According to the IRS presentation, the tax agency is set to roll out an arsenal of, what many would consider, highly-invasive techniques. Using tools to crawl social media for public addresses, chain analysis, and even subpoenas to the App/Play Stores to identify users having downloaded wallet software, it’s clear that the IRS is leaving no stone unturned in their investigations.
This action is driven by a lack of cryptocurrency-related filings over the past years. That said, it may be a disproportionate response to a problem that is aggravated by the government itself: that is, a notable absence of guidance for filing cryptocurrency taxes in the first place. Though the presentation paints a picture of malicious users deliberately shirking their tax responsibilities, the reality is that many will simply be unsure with how to proceed.

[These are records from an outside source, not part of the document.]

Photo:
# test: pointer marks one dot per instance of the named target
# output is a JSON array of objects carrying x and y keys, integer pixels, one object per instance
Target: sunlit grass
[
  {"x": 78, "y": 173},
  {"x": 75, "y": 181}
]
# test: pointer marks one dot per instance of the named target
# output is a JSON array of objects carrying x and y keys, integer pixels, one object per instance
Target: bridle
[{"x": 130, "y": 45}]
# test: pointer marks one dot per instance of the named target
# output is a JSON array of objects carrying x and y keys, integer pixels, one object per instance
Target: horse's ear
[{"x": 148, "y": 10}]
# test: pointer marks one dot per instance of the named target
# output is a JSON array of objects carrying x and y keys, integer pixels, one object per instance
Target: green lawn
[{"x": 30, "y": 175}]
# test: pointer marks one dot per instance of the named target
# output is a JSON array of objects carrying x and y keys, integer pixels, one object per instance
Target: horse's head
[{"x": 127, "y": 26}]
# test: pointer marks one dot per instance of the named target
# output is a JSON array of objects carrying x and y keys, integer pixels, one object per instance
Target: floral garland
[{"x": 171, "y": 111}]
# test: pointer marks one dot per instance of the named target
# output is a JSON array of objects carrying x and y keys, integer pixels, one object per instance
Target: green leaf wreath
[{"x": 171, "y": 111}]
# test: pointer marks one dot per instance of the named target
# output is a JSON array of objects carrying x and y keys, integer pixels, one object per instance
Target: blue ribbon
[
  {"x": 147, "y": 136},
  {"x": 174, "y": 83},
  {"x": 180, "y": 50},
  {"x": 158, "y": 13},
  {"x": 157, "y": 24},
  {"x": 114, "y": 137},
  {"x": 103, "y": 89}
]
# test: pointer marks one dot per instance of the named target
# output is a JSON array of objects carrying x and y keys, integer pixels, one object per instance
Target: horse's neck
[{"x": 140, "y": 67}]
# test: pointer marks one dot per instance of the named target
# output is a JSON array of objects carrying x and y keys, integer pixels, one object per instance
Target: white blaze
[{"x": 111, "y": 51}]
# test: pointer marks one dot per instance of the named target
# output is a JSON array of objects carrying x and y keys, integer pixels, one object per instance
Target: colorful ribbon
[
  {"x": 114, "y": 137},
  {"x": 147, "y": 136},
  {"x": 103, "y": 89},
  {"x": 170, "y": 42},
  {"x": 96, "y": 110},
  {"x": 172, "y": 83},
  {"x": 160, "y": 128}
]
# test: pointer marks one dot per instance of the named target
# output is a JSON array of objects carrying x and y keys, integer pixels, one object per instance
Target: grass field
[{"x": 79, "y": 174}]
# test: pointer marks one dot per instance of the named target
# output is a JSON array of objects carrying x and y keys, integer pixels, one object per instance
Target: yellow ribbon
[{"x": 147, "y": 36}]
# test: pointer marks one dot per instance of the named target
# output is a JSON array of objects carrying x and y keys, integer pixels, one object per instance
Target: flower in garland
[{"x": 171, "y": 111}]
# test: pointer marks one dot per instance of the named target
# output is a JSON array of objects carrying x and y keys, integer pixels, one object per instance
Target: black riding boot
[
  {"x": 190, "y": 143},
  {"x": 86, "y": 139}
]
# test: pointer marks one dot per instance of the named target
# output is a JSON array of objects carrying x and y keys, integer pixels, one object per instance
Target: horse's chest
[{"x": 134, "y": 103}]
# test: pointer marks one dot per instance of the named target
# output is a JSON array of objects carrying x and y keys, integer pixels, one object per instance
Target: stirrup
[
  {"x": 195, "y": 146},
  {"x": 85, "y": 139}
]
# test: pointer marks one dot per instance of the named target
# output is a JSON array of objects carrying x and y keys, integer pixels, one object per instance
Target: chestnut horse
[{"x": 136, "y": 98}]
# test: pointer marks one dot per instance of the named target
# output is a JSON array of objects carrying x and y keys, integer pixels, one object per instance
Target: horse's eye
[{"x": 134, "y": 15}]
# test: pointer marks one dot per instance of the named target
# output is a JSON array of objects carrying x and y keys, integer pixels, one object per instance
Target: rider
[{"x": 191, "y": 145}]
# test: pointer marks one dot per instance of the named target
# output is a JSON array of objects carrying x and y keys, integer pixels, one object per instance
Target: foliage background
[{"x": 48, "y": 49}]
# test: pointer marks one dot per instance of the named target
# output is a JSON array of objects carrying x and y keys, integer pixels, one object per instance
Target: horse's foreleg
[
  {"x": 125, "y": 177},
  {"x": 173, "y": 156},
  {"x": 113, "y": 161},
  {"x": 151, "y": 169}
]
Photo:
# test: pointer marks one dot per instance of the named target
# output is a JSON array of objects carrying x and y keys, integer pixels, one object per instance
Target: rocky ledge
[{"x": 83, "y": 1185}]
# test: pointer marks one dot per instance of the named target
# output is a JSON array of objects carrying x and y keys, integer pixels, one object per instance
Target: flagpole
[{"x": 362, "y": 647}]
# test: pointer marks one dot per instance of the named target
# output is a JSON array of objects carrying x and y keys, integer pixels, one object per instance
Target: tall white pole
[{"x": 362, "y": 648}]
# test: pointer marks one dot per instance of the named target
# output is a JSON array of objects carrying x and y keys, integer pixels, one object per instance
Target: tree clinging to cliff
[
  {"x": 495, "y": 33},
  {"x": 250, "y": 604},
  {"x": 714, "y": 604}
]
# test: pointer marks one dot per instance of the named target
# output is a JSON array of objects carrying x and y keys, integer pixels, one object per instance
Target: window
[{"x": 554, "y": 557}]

At the crux of the issue is regulatory silence: the last piece of IRS guidance issued pertaining to virtual currencies was in 2014. Since then, the technology has evolved and there new questions that were never addressed by the 2014 memo. Crucial questions, such as how to correctly ascertain cost basis, how to properly deal with hard forks, and how to account for (and subsequently calculate) liabilities have yet to be answered. Congress is now ramping up its involvement on behalf of the public - most recently several members penned a letter to the agency demanding answers. In response, the IRS has promised to make the establishment of their revised stance a priority.
The IRS’ new strategy is concerning. While identifying tax evaders is necessary, this sort of strategy is heavy on the punitive side, but alarmingly light on the educational side. Until concise guidance is issued to taxpayers (and, indeed, even after), taxpayers must be proactive in ensuring a meticulous audit trail is maintained, using software to track every transaction made with every specific unit of cryptocurrency. This can become unwieldy for frequent traders or businesses, in which case it’s of paramount importance that they adopt tailored accounting solutions for their crypto activities.